On ne sait jamais trop où on va rencontrer un Italien sur la route et pourtant il s’exprime. Le problème est qu’il n’utilise pas les ustensiles prévus à cet effet de manche (ou plutôt de levier).
En parlant de l’autochtone d’ailleurs, même lorsqu’il est loin de l’asphalte, il est un peu rebelle. Il ne respecte rien, un peu comme le français mais en pire. L’italien est atteint d’une hypotrophie de la glande du respect de l’ordre (pourtant, la glande il connaît). On le dit volubile, je confirme qu’il est pénible. Savant mélange entre un malade du syndrome de la tourette et un clown sous acide, il fait la synthèse entre l’agitation et l’absence d’information. Il est le silence fait bruit.
En parlant de ça, ça faisait dix minutes que j’étais en Toscane qu’il y avait assez peu de doute sur le pays où j’avais atterri (au cas où un doute m’aurait étreint) : le chauffeur du bus a décroché son portable qu’il a collé à l’oreille tout en négociant des ronds-points avec la main restante (qu’il lui arrivait, malgré tout, de remuer en tout sens lorsque la conversation l’exigeait – ben oui, l’autre était prise par le téléphone, forcément).
Autant dire que j’étais pas des masses rassuré.
Et la bouffe ?
On m’avait dit : tu verras la bouffe, c’est top. Bon, sans doute, mais le premier restaurant où j’ai posé mes fesses n’avait pas de menu en anglais ni de serveuses polyglottes. Donc, comme mon niveau d’italien est à peu près équivalent à ma maîtrise du point de croix, j’ai pris au hasard et mon ventre cher.
Fort de cet échec, j’étais motivé au petit-déjeuner pour ne pas me tromper et prendre des choses ‘internationales’ (genre : fruits, céréales).
Las, l’expresso avait la consistance d’un sirop Teisseire à tel point que quand la machine a eu fini de le verser, j’ai interpellé le serveur en lui disant que la machine était à court d’eau (en tout cas, c’est ce que j’aurais voulu dire si j’avais parlé rital). J’en suis arrivé à la conclusion qu’il fallait aligner 3 expressos et un ristretto (bonne formule pour avoir une taille de café normale). Quand j’ai commencé, 5 minutes plus tard, à tressauter sur une place comme si j’avais la bite dans la prise, j’ai compris que le truc était sacrément concentré.
A quoi bon finalement ?
Oui, à quoi bon passer deux jours dans une contrée voisine si ce n’est pour rien en retirer ? Fort de cette interrogation, je me suis à écouter distraitement les présentations de mes collègues internationaux. J’avoue que j’ai bien aimé la présentation de la petite espagnole anorexique. Ça parlait de process et de modélisation. Ça avait l’air sympa. Après, j’ai bouffé des machins à la crème. Ensuite, y’a un hongrois qui travaille aux USA qui a parlé. J’ai pas tout compris (au début, j’ai cru qu’il parlait italien, j’ai mis le casque pour la traduction, mais la traductrice parlait italien, alors j’ai enlevé le casque et en me concentrant très fort, j’ai nettement distingué une sorte d’anglais mâchouillé), par contre les couleurs étaient jolies.

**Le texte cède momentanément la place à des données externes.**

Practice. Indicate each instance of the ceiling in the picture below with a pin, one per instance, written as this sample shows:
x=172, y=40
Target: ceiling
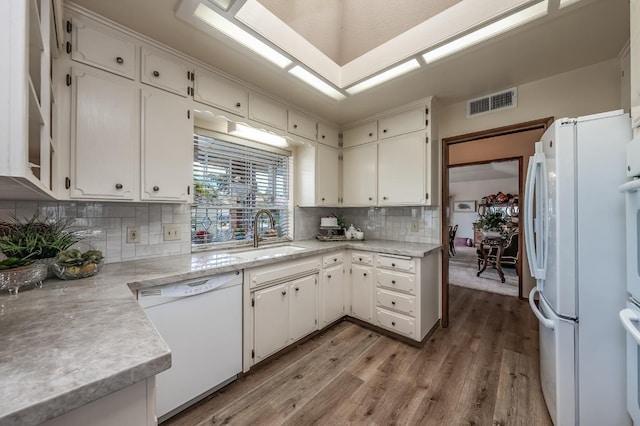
x=588, y=32
x=487, y=171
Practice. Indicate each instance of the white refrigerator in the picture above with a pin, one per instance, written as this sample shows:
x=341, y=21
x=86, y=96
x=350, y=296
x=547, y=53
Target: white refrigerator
x=574, y=236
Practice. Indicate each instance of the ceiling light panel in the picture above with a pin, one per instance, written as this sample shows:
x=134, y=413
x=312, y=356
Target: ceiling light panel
x=213, y=19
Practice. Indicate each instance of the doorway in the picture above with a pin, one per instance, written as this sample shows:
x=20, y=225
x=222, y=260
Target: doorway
x=504, y=143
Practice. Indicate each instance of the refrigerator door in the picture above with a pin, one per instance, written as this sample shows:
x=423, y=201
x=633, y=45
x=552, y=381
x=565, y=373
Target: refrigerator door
x=557, y=362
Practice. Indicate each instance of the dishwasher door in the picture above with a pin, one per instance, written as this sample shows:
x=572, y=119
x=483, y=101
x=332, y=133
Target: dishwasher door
x=201, y=322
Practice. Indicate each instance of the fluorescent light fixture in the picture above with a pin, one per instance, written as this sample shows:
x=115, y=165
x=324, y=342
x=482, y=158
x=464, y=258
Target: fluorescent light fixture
x=485, y=33
x=257, y=135
x=316, y=83
x=385, y=76
x=208, y=16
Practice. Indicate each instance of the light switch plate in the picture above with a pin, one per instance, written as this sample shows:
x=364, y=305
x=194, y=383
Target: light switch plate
x=171, y=232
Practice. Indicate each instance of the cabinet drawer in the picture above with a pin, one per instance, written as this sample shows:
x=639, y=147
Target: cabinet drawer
x=397, y=322
x=282, y=271
x=396, y=263
x=211, y=89
x=396, y=301
x=164, y=72
x=267, y=112
x=332, y=259
x=101, y=47
x=362, y=258
x=404, y=122
x=302, y=125
x=361, y=134
x=396, y=280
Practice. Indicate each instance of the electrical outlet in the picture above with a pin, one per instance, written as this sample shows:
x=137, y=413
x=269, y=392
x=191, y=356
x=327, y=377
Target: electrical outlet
x=133, y=234
x=171, y=232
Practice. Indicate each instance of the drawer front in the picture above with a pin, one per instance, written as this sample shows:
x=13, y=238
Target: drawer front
x=398, y=264
x=103, y=48
x=361, y=134
x=396, y=301
x=396, y=322
x=362, y=258
x=164, y=72
x=401, y=123
x=279, y=272
x=332, y=259
x=396, y=281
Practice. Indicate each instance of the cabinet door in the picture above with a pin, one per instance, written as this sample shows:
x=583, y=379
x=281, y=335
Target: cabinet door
x=401, y=123
x=165, y=72
x=362, y=292
x=105, y=118
x=266, y=111
x=270, y=320
x=301, y=125
x=360, y=134
x=328, y=135
x=220, y=93
x=167, y=147
x=359, y=174
x=327, y=176
x=102, y=47
x=332, y=294
x=303, y=307
x=402, y=170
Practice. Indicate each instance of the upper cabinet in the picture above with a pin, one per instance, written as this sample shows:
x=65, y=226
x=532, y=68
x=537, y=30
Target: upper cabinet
x=302, y=125
x=165, y=72
x=101, y=47
x=218, y=92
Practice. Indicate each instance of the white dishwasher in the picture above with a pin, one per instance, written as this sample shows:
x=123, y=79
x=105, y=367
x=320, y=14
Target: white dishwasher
x=201, y=321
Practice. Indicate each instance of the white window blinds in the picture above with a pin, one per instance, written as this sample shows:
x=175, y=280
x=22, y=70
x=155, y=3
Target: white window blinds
x=231, y=183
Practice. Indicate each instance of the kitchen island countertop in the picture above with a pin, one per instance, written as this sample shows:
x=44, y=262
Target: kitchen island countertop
x=72, y=342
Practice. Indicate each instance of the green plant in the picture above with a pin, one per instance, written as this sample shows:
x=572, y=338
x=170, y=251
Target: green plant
x=35, y=238
x=492, y=221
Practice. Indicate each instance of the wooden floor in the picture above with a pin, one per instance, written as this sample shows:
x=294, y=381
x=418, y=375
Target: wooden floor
x=482, y=370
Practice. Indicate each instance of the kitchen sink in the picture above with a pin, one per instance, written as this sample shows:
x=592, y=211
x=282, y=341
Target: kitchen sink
x=260, y=253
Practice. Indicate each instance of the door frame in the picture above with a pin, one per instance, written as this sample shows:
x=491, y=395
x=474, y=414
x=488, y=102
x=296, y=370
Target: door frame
x=542, y=123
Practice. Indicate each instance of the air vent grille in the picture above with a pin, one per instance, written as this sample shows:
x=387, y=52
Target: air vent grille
x=494, y=102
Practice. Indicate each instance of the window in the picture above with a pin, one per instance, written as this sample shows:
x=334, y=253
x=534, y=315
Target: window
x=232, y=181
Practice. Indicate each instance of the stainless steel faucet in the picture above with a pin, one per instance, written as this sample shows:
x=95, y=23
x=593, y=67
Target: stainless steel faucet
x=255, y=224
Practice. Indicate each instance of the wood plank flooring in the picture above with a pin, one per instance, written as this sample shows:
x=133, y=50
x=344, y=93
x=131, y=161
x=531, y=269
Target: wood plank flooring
x=482, y=370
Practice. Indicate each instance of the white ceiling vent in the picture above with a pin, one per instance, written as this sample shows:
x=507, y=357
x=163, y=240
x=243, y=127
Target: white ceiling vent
x=494, y=102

Après, j’ai bouffé des pâtes (je crois avoir bien compris le concept de « s’empâter »), puis j’ai bu du vin. Ensuite, on a été mangé et j’ai bu du vin. Après, on a été boire un coup pour pas se séparer comme ça.
Le reste est assez flou.
L’Italie, une maladie contagieuse ?
Evidemment, tout cela est insignifiant sur l’échelle de l’exotisme, si ce n’est qu’au bout de deux jours, je ne comprenais toujours rien à ce qu’on me racontait, bien que je commençasse à parler avec les mains. C’est d’ailleurs le premier signe d’italisation. Bientôt, je savais que j’allais connaîtras tous les noms de pâte et la matrice de compatibilité avec les sauces, ça faisait pas un pli. Je me mettrais à reluquer les filles dans la rue comme si c’était des putes et je sourirais même en me coinçant une burne dans la braguette.
C’est que l’Italien possède cette faculté unique d’être sympa et avenant même dans les pires moments (vasectomie, contrôle fiscal, etc.), comme s’il était constamment malade, le générateur d’émotions bloqué sur ‘imbécile heureux’.
Alors, quand, vendredi soir, j’ai commencé à chier des trucs en forme de tagliatelles et à me garer sur les passages piétons en engueulant le passant que je venais d’écraser avec le sourire, j’ai compris qu’il était temps de repartir.
Faudrait voir à pas trop déconner quand même. Trop sourire, ça file des rides, tout le monde sait ça.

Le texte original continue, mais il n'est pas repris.